# Rauschen und Störgeräusche nachträglich entfernen?



## chaostheorie (2. Juli 2007)

Hallo zusammen!

Letzte Woche fand in meiner Firma ein größeres Meeting zu unserem aktuellen Projekt statt. Dieses Meeting habe ich (offiziell) mit einem Diktiergerät mitgeschnitten (Olympus VN2100pc), und hab ich jetzt hier als Wave-File vorliegen.

Blöderweise hört man während der ganzen Zeit Hintergrundgeräusche. Zum einen ein dauerndes Brummen, welches ständig da ist. Zum anderen den einen oder anderen vorbei fahrenden Bagger, sowie zwischendurch auch mal einen heftigen Regenguss, und noch weiteres. Wir hatten uns direkt am Ort des Geschehens, einer Baustelle, getroffen :-/

Die Leute saßen alle in dem größeren Raum verteilt, und das Ergebnis ist, dass ich manche Passagen überhaupt nicht verstehen kann, vor allem wenn Störgeräusche mit einem leise sprechenden weiter entfernt sitzenden Mitarbeiter zusammenkommen. 

Gibt es Chancen, die Sprache mehr oder weniger heraus zu extrahieren? Welche (kostenlose / Trial, sowie einfach verständliche) Software könnte mir dabei helfen? Oder muss ich mich damit abfinden, jetzt ein unvollständiges Protokoll abzugeben? 

Hoffende Grüße, Anton


----------



## chmee (3. Juli 2007)

Grundsätzlich ist dann eine Aufnahme verhunzt. 

Hilfestellungen:
1. Es gibt Rauschfilter/Denoiser, die einen Lernmodus haben. So kann man eine
rauschende Stelle vorspielen und dann auf das ganze Wav anwenden. Kann helfen.
Leider kenne ich Keinen, das für Lau ist.

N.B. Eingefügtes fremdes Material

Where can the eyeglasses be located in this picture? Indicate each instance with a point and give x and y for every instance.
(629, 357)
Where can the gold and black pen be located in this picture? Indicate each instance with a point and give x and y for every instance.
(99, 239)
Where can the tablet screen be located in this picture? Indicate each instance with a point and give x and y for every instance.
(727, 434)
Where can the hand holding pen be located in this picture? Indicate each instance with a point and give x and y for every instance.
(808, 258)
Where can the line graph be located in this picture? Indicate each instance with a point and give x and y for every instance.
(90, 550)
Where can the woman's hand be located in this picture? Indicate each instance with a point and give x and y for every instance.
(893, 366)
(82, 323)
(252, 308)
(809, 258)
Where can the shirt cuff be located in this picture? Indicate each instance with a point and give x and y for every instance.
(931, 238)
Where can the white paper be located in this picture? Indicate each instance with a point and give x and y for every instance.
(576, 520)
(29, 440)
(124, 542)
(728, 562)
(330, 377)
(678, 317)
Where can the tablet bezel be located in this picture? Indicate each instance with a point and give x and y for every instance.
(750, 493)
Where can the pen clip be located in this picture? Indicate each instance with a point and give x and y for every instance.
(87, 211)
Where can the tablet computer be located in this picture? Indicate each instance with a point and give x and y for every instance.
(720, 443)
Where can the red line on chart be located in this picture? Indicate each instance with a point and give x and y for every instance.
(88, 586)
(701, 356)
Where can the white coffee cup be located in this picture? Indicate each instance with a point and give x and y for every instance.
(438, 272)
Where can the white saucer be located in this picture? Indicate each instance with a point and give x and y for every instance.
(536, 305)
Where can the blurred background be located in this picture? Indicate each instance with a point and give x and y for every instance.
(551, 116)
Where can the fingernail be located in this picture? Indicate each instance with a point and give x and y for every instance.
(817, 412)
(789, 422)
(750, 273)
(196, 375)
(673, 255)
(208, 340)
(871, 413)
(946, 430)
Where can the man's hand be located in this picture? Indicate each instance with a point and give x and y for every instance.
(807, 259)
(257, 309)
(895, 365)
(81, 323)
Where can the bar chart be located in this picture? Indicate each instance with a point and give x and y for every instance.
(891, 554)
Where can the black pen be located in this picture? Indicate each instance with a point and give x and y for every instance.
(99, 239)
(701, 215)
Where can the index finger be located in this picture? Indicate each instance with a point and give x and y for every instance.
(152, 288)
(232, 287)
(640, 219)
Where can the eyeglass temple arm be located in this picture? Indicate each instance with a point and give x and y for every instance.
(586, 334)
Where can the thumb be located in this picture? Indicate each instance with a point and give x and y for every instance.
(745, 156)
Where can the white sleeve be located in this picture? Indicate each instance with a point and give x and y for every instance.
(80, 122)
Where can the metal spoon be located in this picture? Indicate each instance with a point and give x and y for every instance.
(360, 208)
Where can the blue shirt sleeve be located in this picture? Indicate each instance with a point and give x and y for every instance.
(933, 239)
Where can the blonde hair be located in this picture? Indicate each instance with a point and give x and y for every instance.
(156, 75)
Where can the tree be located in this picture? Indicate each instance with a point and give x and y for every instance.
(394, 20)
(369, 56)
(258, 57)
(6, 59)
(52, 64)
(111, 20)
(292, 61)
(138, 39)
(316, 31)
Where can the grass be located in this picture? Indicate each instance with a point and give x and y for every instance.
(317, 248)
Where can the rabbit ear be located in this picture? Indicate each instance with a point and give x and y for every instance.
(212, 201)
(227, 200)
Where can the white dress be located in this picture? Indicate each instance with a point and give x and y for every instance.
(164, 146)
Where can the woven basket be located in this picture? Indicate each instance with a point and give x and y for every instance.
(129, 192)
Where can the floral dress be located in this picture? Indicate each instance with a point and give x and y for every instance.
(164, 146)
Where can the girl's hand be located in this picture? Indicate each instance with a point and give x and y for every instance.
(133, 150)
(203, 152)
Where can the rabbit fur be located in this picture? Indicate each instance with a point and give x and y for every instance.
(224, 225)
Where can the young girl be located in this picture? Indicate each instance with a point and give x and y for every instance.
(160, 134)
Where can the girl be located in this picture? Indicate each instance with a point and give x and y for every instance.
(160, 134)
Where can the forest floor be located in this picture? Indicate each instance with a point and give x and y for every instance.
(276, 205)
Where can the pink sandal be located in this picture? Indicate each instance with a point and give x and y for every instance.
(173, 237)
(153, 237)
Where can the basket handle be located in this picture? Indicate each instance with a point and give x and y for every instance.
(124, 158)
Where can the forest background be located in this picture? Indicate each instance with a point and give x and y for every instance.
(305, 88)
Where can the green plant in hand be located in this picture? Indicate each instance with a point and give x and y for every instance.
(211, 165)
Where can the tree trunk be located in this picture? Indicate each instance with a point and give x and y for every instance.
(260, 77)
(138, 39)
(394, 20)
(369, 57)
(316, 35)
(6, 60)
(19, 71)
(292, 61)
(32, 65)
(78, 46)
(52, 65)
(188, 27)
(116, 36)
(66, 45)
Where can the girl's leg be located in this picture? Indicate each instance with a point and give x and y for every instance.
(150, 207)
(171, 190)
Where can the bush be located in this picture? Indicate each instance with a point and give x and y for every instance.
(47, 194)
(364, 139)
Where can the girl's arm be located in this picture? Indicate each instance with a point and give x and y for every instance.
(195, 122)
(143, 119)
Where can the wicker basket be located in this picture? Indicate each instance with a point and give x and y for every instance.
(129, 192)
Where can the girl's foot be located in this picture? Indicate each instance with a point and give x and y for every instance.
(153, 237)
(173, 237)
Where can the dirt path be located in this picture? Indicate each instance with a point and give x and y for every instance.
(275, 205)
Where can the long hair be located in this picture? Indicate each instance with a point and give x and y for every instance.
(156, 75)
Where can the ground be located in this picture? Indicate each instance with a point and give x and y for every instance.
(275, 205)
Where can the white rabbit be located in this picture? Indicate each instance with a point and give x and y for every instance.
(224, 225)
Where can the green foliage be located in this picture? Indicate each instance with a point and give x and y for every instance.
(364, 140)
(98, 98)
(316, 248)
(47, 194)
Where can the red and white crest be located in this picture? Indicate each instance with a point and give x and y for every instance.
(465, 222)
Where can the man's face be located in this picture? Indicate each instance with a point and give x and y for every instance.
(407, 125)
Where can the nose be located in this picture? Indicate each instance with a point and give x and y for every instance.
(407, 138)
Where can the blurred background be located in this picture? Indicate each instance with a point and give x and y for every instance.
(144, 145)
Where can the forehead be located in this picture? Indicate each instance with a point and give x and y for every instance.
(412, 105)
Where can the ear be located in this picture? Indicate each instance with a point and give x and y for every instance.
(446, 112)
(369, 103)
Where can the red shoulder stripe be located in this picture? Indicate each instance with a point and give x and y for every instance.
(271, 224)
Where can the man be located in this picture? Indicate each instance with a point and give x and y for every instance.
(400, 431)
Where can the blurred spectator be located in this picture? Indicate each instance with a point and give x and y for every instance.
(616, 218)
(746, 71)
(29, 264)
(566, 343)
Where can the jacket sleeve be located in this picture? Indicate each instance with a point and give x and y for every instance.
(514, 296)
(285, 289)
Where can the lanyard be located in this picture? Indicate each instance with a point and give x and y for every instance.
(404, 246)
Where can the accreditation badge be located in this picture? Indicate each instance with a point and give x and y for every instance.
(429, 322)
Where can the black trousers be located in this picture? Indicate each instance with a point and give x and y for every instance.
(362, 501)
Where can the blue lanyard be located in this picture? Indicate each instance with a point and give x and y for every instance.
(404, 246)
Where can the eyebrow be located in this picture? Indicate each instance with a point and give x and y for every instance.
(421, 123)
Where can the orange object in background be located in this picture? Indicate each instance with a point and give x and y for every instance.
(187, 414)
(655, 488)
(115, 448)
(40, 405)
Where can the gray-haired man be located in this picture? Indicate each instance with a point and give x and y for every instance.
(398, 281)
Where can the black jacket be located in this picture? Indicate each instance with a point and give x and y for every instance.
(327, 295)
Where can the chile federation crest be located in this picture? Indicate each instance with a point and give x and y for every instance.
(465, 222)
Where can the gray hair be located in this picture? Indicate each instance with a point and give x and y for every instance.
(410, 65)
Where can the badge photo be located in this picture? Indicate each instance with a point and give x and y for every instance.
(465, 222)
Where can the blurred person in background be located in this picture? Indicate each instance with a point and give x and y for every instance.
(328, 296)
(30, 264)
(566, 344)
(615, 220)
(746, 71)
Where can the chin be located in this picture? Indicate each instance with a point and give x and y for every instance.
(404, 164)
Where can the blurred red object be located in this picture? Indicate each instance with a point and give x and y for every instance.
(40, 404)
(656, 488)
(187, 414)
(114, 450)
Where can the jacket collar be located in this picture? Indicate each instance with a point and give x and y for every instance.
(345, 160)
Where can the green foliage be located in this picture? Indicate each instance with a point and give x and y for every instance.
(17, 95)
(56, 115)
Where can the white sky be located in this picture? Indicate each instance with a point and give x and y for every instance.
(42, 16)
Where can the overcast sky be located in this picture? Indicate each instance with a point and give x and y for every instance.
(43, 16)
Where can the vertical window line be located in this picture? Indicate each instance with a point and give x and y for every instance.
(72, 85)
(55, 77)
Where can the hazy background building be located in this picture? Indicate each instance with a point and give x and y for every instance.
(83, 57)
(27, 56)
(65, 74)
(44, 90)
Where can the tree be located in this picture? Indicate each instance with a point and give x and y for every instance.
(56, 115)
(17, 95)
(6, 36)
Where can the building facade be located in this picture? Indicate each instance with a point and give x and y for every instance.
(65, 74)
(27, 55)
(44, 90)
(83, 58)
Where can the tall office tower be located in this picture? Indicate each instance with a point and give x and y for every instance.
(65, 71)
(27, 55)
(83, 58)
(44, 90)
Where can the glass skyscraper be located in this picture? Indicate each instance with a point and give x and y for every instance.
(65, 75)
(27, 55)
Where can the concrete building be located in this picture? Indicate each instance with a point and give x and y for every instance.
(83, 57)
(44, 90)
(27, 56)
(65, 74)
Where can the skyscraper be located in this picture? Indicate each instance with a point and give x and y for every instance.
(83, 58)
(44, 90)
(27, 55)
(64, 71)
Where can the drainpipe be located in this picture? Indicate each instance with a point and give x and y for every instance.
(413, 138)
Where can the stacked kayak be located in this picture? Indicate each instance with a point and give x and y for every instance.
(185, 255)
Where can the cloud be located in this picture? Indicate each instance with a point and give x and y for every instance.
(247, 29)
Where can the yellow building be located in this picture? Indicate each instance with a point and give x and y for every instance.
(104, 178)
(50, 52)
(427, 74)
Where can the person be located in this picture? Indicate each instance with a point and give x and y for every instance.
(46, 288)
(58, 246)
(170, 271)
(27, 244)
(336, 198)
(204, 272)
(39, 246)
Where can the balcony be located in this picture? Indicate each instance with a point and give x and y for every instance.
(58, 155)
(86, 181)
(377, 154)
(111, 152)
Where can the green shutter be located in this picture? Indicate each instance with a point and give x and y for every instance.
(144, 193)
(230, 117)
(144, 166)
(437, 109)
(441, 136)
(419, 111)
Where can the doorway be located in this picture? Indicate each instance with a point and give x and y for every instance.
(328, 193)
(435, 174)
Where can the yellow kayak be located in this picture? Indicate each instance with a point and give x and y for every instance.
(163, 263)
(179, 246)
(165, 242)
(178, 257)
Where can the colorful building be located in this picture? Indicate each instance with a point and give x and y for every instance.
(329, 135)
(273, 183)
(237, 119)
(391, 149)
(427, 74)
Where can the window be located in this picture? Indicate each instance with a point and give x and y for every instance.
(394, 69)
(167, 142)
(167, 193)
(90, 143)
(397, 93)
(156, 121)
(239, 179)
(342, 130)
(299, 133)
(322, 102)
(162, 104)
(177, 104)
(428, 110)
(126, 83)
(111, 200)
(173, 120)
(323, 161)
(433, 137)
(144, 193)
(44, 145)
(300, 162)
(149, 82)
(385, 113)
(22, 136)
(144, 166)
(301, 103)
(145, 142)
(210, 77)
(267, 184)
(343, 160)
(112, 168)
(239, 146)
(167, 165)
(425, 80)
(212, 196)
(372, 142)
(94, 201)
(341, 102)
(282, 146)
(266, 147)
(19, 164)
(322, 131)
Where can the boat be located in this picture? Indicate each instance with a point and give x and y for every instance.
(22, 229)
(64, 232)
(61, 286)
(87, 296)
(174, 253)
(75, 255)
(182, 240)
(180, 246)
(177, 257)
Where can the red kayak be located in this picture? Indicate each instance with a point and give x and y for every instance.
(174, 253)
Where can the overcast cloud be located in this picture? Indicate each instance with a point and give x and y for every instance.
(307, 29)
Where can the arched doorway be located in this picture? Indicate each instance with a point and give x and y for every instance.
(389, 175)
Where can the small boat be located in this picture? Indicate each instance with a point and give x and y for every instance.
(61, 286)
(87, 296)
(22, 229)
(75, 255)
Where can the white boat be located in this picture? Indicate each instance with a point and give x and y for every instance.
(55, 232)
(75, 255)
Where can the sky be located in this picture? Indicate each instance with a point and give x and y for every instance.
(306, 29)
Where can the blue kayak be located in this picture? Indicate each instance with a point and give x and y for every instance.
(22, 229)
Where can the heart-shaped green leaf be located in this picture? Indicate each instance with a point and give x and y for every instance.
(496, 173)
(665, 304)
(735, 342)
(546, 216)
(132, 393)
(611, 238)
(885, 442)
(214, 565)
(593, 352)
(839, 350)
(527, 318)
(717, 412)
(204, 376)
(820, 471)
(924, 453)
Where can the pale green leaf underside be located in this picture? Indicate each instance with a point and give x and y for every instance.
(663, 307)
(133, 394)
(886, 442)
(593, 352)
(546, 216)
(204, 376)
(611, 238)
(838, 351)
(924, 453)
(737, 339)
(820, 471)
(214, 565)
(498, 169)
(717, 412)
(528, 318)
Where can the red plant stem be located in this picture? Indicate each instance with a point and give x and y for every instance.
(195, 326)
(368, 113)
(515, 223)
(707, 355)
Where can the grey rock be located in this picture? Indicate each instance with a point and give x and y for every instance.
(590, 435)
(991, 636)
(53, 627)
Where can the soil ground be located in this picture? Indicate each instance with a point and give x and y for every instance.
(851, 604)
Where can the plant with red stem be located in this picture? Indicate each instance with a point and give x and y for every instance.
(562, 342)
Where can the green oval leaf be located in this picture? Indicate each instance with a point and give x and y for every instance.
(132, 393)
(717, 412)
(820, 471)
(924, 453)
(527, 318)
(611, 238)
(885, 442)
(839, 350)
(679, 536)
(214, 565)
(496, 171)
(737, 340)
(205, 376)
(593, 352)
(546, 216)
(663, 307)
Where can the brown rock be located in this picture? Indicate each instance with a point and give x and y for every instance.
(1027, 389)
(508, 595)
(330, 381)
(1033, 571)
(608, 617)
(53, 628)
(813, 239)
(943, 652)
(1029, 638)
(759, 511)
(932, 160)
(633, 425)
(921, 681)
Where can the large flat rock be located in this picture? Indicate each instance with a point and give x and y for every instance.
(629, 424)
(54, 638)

2. Mit nem EQ alle unnötigen Frequenzbänder herausschneiden. zB unter 100Hz und
über 3KHz alles weg machen. Was es bringt ? Mögliche Störgeräusche herauszu-
schneiden, die beim Hören ablenken.
Danach uU einen Kompressor anwenden um mehr Lautstärke zu erreichen.
uU werden damit die leiseren Stellen um so viel lauter, dass sie verständlich werden.

mfg chmee


----------



## zenga (3. Juli 2007)

hallo,
hat audacity (freeware) nicht schon einige Filter drinne, die helfen könnten ?
die haben auch nen Forum  http://www.audacity-forum.de/

ansonsten hab ich mal verknackste/verrauschte Schallplatten mit magix Music Cleaning Lab wieder hinbekommen, vielleicht hilft das auch bei deinem Problem >

http://site.magix.net/deutsch/startseite/musik-produkte/music-cleaning-lab-2007-deluxe/

da gibts auch ne Demoversion.


mfg


----------



## chaostheorie (3. Juli 2007)

Danke, die Sachen werd ich mir mal angucken! Ich hab gestern noch mit Nero WaveEditor rumprobiert, aber der bringt meinen Rechner glatt zum Stillstand (Speicherauslastung 1,7 GB  ) und wenn ich aus dem Noise-Reduction-Menü raus will, stürzt das ganze Programm ab und nix geht mehr.. Mag natürlich auch dran liegen, dass die Datei zu groß ist, 40 mb für knapp 1 std. Aufnahme.

Ich meld mich nochmal wenn ich Fragen hab,
Gruß, Anton


----------